The budget, for instance, ends the Work Incentive Grants program, saving $17 million. This demonstration program has accomplished its mission, and the lessons learned are being incorporated into other programs. Building on the best practices developed under the Work Incentive Grants, the budget boosts funding for the department’s Office of Disability Employment Policy to facilitate the employment and advancement of individuals with disabilities.
It is with this fiscally responsible approach that the Labor Department’s FY 2010 budget builds on the American Recovery and Reinvestment Act (Recovery Act), restoring worker protection programs; promoting an inclusive, green recovery; and ensuring accountability and transparency.
The budget requests $104.5 billion, with the majority to be used for unemployment insurance benefits for displaced workers and federal workers’ compensation. The discretionary request of $13.3 billion allocates $1.7 billion for worker protection programs, a 10 percent increase over the prior year’s budget.
Under this budget, the Labor Department expects to hire nearly 1,000 new employees, including about 670 investigators, restoring worker protection staffing to FY 2001 levels. For example, the FY 2010 budget asks for $564 million for the department’s Occupational Safety and Health Administration (OSHA), which is $51 million (10 percent) more than that agency received in FY 2009. With this funding, the Labor Department plans to hire 160 new enforcement staff, many of whom will be bilingual to communicate with staff in the changing workplace. Also, the department’s Wage and Hour Division will receive $228 million, an increase of $35 million from the prior year, including funding to hire 200 new investigators. With these increases, Labor’s worker protection agencies will be able to vigorously protect wages and working conditions of the 135 million workers in more than 7.3 million workplaces.
The Labor Department is receiving $38.3 billion under the Recovery Act to assist unemployed workers and provide more training and employment opportunities to seniors, the unemployed and underserved populations.
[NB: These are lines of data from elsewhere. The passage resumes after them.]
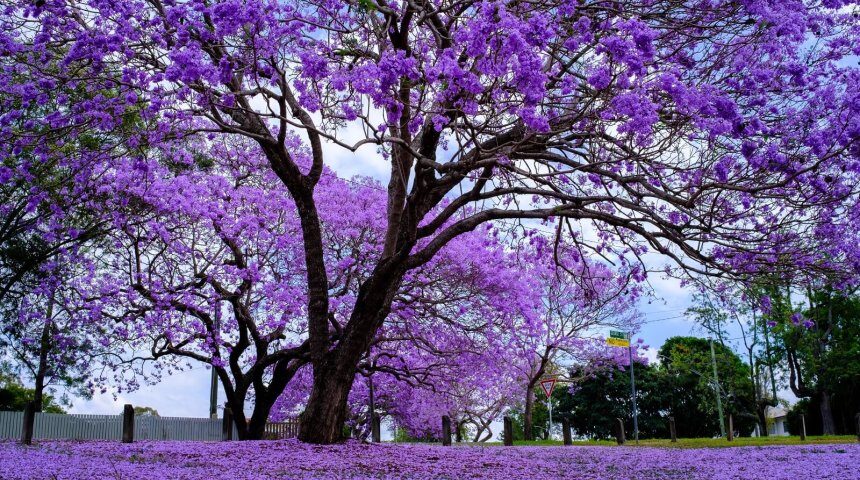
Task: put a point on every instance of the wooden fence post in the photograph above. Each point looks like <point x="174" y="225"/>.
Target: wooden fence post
<point x="730" y="435"/>
<point x="227" y="425"/>
<point x="374" y="429"/>
<point x="565" y="430"/>
<point x="127" y="423"/>
<point x="672" y="432"/>
<point x="446" y="431"/>
<point x="29" y="421"/>
<point x="802" y="427"/>
<point x="619" y="431"/>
For employment and training programs, the budget provides $9 billion, including $50 million for green jobs training initiatives. The Department of Labor will use $500 million from the Recovery Act for competitive grants to train workers for green jobs.
Because community colleges and educational institutions are often the basis for successful careers, the Labor Department will use $135 million for the Career Pathways Innovation Fund, which will help people to advance in the workplace. Another $50 million will be used to test transitional job programs, which help individuals with severe employment barriers gain the skills and experience they need to find unsubsidized jobs. Finally, $114 million is requested for Youth Build, which gives low-income and at-risk youth the opportunity to obtain a high school diploma or GED and learn construction job skills, while serving their communities by building affordable housing.
For veterans, the budget provides $255 million (a six percent increase) to reach an additional 7,200 homeless veterans, particularly women veterans; provide green jobs training; and expand access to employment workshops for service members and their families who are transitioning to the civilian workforce.
The budget provides $12 million for evaluation of job training programs, a 68 percent increase, and provides $5 million for a new department-wide evaluation initiative. The additional funding will support rigorous evaluations to determine which programs and interventions work and inform the department’s policy, management and resource allocation decisions.